I’m learning a bunch of new interesting things and I thought it would be pretty awesome to share my experience about some of the challenges I’m facing at the moment. What I decided to tackle in this post is Web Crawling in Python, a fascinating topic I realized I needed to get trough a couple of weeks ago, while working on my Portfolio Project on Stock Market Prediction at DSR.

Basically I’m studying a model to predict daily S&P-500 index returns. This is quite a hard task as stocks exchanges are notoriously governed by randomness; a huge amount of work has already been done and people much more talented than me have faced this issue in the past and are facing it at present.

In order to accomplish the task I needed to gather information to put into the model. It is quite straightforward that to build a decent model it is mandatory to find data with strong predictive value. This is quite intuitive and it means that if my goal is to forecast stocks prices I’d better find data as correlated as possible to market fluctuations. The higher the correlation between predictors and output the better.

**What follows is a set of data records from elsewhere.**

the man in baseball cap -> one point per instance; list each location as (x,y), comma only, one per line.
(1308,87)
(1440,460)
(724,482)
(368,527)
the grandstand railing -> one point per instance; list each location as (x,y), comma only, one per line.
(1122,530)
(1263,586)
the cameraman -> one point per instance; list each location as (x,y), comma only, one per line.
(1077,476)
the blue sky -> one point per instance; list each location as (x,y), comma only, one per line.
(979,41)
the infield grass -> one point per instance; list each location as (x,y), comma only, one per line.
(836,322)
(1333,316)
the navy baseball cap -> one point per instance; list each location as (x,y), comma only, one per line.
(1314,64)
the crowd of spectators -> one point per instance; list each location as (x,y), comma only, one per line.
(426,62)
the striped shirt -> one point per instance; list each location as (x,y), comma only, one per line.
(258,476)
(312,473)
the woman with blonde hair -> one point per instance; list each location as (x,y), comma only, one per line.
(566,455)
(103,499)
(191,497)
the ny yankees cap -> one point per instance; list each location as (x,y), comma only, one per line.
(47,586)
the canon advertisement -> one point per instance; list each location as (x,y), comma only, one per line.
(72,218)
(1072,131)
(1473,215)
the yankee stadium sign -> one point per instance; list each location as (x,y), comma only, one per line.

For this reason I thought that an interesting aspect to investigate could have been the relation between exchanges and financial news. There is a huge variety of business blogs out there, publishing every day pieces of news, analysis, comparisons or simply thoughts  regarding specific market segments or companies. When we address world wide influential blogs it is likely that if today the general feeling coming from a set of posts was negative, investors could decide to sell or not to buy tomorrow. Many researches have shown in the past that the decision making process of a common investor is highly affected by public sentiment, thus the idea of correlating the  “feeling” of a specific day with the trading choices of the following day is definitely worth trying.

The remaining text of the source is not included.